Florian Häse

Machine learning exciton dynamics

Machine learning ground state QM/MM for accelerated computation of exciton dynamics.

Free energy analysis and mechanism of base pair stacking in nicked DNA

The equilibrium of stacked and unstacked base pairs is of central importance for all nucleic acid structure formation processes. The stacking equilibrium is influenced by intramolecular interactions between nucleosides but also by interactions with the solvent. Realistic simulations on nucleic acid structure formation and flexibility require an accurate description of the stacking geometry and stability and its sequence dependence. Free energy simulations have been conducted on a series of double stranded DNA molecules with a central strand break (nick) in one strand. The change in free energy upon unstacking was calculated for all ten possible base pair steps using umbrella sampling along a center-of-mass separation coordinate and including a comparison of different water models. Comparison to experimental studies indicates qualitative agreement of the stability order but a general overestimation of base pair stacking interactions in the simulations. A significant dependence of calculated nucleobase stacking free energies on the employed water model was observed with the tendency of stacking free energies being more accurately reproduced by more complex water models. The simulation studies also suggest a mechanism of stacking/unstacking that involves significant motions perpendicular to the reaction coordinate and indicate that the equilibrium nicked base pair step may slightly differ from regular B-DNA geometry in a sequence-dependent manner.

ChemOS: Orchestrating autonomous experimentation

ChemOS aims to catalyze the expansion of autonomous laboratories and to disrupt the conventional approach to experimentation. ChemOS aims to catalyze the expansion of autonomous laboratories and to disrupt the conventional approach to experimentation.

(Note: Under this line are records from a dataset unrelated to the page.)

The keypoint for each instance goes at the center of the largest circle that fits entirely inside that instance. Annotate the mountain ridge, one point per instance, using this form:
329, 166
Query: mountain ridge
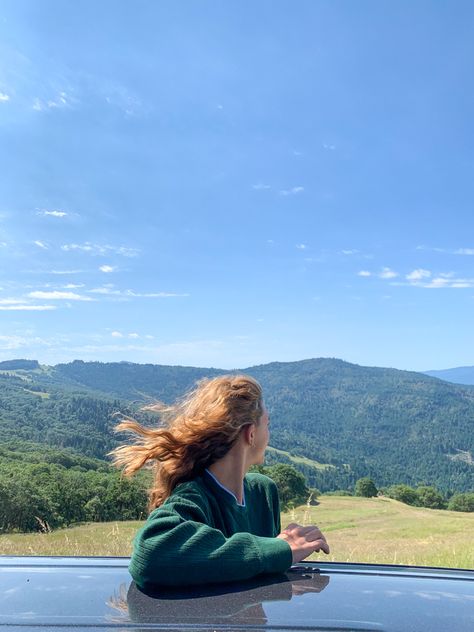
396, 426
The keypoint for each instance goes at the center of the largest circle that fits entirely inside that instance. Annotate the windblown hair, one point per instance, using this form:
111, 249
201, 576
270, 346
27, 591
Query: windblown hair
195, 432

Absence of Selection for Quantum Coherence in the Fenna–Matthews–Olson Complex: A Combined Evolutionary and Excitonic Study

We present a study on the evolution of the Fenna–Matthews–Olson bacterial photosynthetic pigment–protein complex. This protein complex functions as an antenna. It transports absorbed photons—excitons—to a reaction center where photosynthetic reactions initiate. The efficiency of exciton transport is therefore fundamental for the photosynthetic bacterium’s survival. We have reconstructed an ancestor of the complex to establish whether coherence in the exciton transport was selected for or optimized over time. We have also investigated the role of optimizing free energy variation upon folding in evolution. We studied whether mutations which connect the ancestor to current day species were stabilizing or destabilizing from a thermodynamic viewpoint. From this study, we established that most of these mutations were thermodynamically neutral. Furthermore, we did not see a large change in exciton transport efficiency or coherence, and thus our results predict that exciton coherence was not specifically selected for.

Phoenics: A Bayesian Optimizer for Chemistry

We report Phoenics, a probabilistic global optimization algorithm identifying the set of conditions of an experimental or computational procedure which satisfies desired targets. Phoenics combines ideas from Bayesian optimization with concepts from Bayesian kernel density estimation. As such, Phoenics allows to tackle typical optimization problems in chemistry for which objective evaluations are limited, due to either budgeted resources or time-consuming evaluations of the conditions, including experimentation or enduring computations. Phoenics proposes new conditions based on all previous observations, avoiding, thus, redundant evaluations to locate the optimal conditions. It enables an efficient parallel search based on intuitive sampling strategies implicitly biasing toward exploration or exploitation of the search space. Our benchmarks indicate that Phoenics is less sensitive to the response surface than already established optimization algorithms. We showcase the applicability of Phoenics on the Oregonator, a complex case-study describing a nonlinear chemical reaction network. Despite the large search space, Phoenics quickly identifies the conditions which yield the desired target dynamic behavior. Overall, we recommend Phoenics for rapid optimization of unknown expensive-to-evaluate objective functions, such as experimentation or long-lasting computations.